Baron Wraxall, of Clyst St George in the County of Devon, is a title in the Peerage of the United Kingdom. It was created in 1928 for the Conservative politician George Gibbs. As of 2017, the title is held by his grandson, the fourth Baron, who succeeded his father, a former diplomat, in that year. The Barons Wraxall are slightly related to the Barons Aldenham and Barons Hunsdon of Hunsdon. The first Baron's grandfather William Gibbs was the younger brother of George Henry Gibbs, the father of Hucks Gibbs, 1st Baron Aldenham, whose fourth son was Herbert Gibbs, 1st Baron Hunsdon of Hunsdon. The wife of the brother of the first Baron Wraxhall was Lady Helena Cambridge (born Princess Helena of Teck), a niece of Queen Mary and descendant of King George III.

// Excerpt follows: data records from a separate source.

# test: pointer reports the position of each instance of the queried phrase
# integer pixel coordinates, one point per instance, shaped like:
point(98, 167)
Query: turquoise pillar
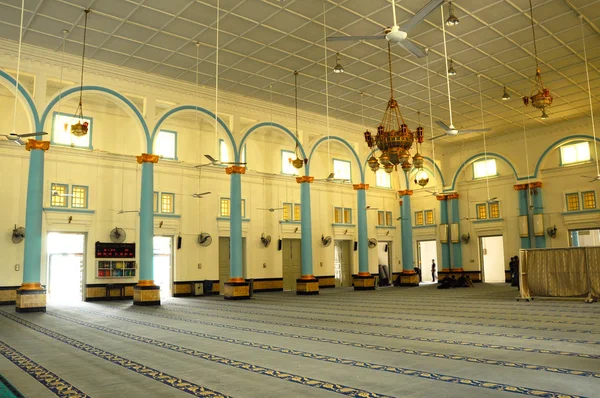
point(146, 292)
point(33, 217)
point(456, 246)
point(538, 208)
point(523, 211)
point(408, 256)
point(444, 264)
point(236, 271)
point(306, 228)
point(307, 284)
point(363, 238)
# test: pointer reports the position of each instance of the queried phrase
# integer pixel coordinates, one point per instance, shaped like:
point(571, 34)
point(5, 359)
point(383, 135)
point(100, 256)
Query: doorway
point(291, 263)
point(163, 264)
point(66, 254)
point(224, 260)
point(343, 263)
point(492, 258)
point(385, 260)
point(426, 254)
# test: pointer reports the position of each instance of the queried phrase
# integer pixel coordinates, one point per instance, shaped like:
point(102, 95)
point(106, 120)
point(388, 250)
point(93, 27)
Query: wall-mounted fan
point(17, 138)
point(18, 234)
point(265, 240)
point(118, 235)
point(372, 243)
point(204, 239)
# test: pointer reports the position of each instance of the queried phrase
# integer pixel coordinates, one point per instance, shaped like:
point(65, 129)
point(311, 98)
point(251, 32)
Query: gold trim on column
point(302, 179)
point(147, 158)
point(235, 170)
point(31, 286)
point(35, 144)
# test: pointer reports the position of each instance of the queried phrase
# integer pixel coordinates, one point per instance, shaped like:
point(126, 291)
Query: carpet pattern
point(392, 342)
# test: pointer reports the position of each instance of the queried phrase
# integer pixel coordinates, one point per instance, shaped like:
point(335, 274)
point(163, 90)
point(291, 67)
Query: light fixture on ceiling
point(451, 70)
point(505, 95)
point(540, 97)
point(452, 20)
point(80, 128)
point(393, 137)
point(338, 67)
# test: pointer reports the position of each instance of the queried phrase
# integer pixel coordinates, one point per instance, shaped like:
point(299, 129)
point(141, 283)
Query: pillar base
point(365, 281)
point(236, 289)
point(409, 278)
point(31, 297)
point(307, 285)
point(146, 293)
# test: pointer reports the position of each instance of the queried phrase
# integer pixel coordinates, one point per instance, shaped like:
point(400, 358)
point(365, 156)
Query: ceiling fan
point(200, 195)
point(17, 138)
point(215, 162)
point(451, 130)
point(398, 35)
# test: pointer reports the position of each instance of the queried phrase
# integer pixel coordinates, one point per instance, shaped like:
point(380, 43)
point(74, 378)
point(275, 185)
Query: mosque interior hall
point(299, 198)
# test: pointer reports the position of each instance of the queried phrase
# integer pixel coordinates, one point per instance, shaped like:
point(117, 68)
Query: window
point(572, 201)
point(419, 218)
point(384, 180)
point(342, 169)
point(589, 200)
point(61, 131)
point(428, 217)
point(225, 209)
point(59, 196)
point(79, 199)
point(481, 211)
point(484, 168)
point(167, 203)
point(494, 210)
point(286, 163)
point(291, 212)
point(342, 215)
point(575, 153)
point(165, 145)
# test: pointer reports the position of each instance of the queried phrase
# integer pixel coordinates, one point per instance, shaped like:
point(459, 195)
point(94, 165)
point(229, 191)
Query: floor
point(392, 342)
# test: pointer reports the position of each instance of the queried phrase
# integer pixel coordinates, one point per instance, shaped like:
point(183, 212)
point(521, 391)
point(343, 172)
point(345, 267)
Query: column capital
point(303, 179)
point(235, 170)
point(35, 144)
point(147, 158)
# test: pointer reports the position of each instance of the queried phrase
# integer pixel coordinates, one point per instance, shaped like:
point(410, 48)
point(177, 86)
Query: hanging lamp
point(298, 162)
point(80, 128)
point(393, 137)
point(540, 97)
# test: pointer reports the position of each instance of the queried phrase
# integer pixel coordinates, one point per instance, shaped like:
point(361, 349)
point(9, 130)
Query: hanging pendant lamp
point(540, 97)
point(80, 128)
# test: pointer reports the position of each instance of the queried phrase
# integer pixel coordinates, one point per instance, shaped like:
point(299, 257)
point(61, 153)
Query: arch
point(103, 90)
point(26, 97)
point(277, 126)
point(555, 145)
point(343, 141)
point(477, 157)
point(183, 108)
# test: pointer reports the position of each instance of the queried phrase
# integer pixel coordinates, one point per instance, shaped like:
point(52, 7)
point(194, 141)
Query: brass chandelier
point(394, 139)
point(540, 97)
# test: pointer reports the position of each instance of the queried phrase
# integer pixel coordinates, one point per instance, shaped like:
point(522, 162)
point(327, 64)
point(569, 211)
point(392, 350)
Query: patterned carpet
point(393, 342)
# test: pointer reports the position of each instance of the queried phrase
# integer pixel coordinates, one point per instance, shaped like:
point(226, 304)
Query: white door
point(492, 258)
point(163, 260)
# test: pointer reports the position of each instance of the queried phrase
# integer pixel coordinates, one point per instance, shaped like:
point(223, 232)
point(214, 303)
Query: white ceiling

The family seat was at Tyntesfield, near Wraxall, Somerset, which is now owned and administered by The National Trust.

==Barons Wraxall (1928)==
- George Abraham Gibbs, 1st Baron Wraxall (1873–1931)
- (George) Richard Lawley Gibbs, 2nd Baron Wraxall (1928–2001)
- Eustace Hubert Beilby Gibbs, 3rd Baron Wraxall (1929–2017)
- Antony Hubert Gibbs, 4th Baron Wraxall (born 1958)

The current heir apparent is the present holder's son, the Hon. Orlando Hubert Gibbs (born 1995).